連載A 巨匠デュトワと宮崎国際音楽祭管弦楽団
シャルル・デュトワは現在、フィラデルフィア管弦楽団首席指揮者でアーティスティック・アドヴァイザー、ロイヤルフィルハーモニー管弦楽団の音楽監督ならびに首席指揮者、NHK交響楽団の名誉音楽監督という重責を担っている巨匠ですが、常に若者の団体や宮崎のような音楽祭管弦楽団などを訓練し、短期間のうちに完成された演奏を組み立てていく名人でもあります。その意味で今年5年目になるデュトワと宮崎国際音楽祭管弦楽団の演奏が、これまで以上の結果を出すことは言うまでもないでしょう。
音楽祭管弦楽団いうと、常設のオーケストラとは異なるにわか作りの団体と考えられるかも知れません。オーケストラとはベルリン・フィルやウィーン・フィルを思い浮かべるまでもなく、長い歴史に培われた伝統を背景として楽員相互の信頼に裏付けされた確固とした団体です。しかし極めて優れた音楽家たちが一定期間中に優れた指揮者の下で活動する音楽祭管弦楽団は、新鮮なアンサンブルによって伝統的オーケストラとは違った魅力を発揮するのです。スイスのルツェルン音楽祭管弦楽団や、バイロイト音楽祭管弦楽団などがその例です。

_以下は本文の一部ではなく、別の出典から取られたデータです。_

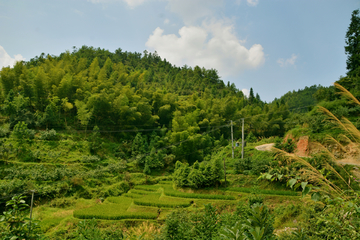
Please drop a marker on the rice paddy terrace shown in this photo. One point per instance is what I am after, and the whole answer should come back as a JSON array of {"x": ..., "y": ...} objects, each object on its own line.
[{"x": 155, "y": 201}]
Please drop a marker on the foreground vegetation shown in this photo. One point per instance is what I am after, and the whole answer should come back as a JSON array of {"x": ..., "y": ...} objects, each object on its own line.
[{"x": 138, "y": 149}]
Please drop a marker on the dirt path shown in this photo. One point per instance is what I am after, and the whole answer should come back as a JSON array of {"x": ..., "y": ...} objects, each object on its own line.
[{"x": 265, "y": 147}]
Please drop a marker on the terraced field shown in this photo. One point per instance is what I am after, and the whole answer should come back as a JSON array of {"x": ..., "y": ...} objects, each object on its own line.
[{"x": 144, "y": 201}]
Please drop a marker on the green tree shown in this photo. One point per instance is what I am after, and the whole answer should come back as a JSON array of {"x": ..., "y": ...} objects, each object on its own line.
[
  {"x": 83, "y": 113},
  {"x": 352, "y": 48},
  {"x": 14, "y": 224}
]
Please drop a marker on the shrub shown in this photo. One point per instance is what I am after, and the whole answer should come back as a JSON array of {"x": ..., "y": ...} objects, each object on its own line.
[
  {"x": 242, "y": 164},
  {"x": 90, "y": 159},
  {"x": 48, "y": 135},
  {"x": 5, "y": 130},
  {"x": 21, "y": 131},
  {"x": 62, "y": 202}
]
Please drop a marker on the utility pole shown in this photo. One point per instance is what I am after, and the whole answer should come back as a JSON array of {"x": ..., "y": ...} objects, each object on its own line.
[
  {"x": 232, "y": 140},
  {"x": 32, "y": 201},
  {"x": 225, "y": 172},
  {"x": 242, "y": 142}
]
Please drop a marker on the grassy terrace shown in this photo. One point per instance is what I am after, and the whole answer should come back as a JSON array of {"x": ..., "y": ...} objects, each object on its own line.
[{"x": 143, "y": 201}]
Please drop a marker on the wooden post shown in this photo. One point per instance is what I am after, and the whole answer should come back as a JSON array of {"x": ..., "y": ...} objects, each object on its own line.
[
  {"x": 232, "y": 140},
  {"x": 225, "y": 172},
  {"x": 32, "y": 201},
  {"x": 242, "y": 142}
]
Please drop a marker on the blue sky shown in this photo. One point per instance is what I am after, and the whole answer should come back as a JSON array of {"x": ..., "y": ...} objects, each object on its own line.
[{"x": 273, "y": 46}]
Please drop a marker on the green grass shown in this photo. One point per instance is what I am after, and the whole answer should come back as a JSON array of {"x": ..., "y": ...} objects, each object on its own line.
[
  {"x": 149, "y": 188},
  {"x": 133, "y": 195},
  {"x": 115, "y": 210},
  {"x": 169, "y": 191},
  {"x": 263, "y": 191},
  {"x": 155, "y": 200},
  {"x": 140, "y": 192}
]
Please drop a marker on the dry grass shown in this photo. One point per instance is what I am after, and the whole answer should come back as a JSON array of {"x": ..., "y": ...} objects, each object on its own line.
[{"x": 347, "y": 143}]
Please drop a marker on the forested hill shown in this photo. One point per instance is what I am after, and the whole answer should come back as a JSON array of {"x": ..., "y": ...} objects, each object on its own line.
[
  {"x": 133, "y": 98},
  {"x": 301, "y": 100}
]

宮崎国際音楽祭管弦楽団は、日本国内の優れた器楽奏者やオーケストラ団員、それにスイスのヴェルビエ音楽祭でのユース・オーケストラ、ヴェルビエ音楽祭管弦楽団のメンバーが加わった国際色豊かな音楽家によって構成されています。
かつてデュトワは新聞のインタビューに答えて、宮崎国際音楽祭管弦楽団について「日本一のオーケストラだ」と評しています。毎年聴いている宮崎の聴衆の方々には実感がないかもしれませんが、これは誇張ではありません。総合プロデューサーを務める徳永二男をコンサートマスターとするこのオーケストラは、文字通り日本の第一級の音楽家の集まりですし、限られた準備期間で多彩なプログラムを仕上げるのは、非常に困難な仕事だからです。
メディアの発達した今日では、放送や音楽ソフトによって、あらゆる音楽に接する機会があります。しかし音楽の生の体験なしには、その作品を本当に語ることはできません。生の体験でも優れていなければ意味がないのですが、指揮者自らが誇るオーケストラによる演奏であれば言うことはありません。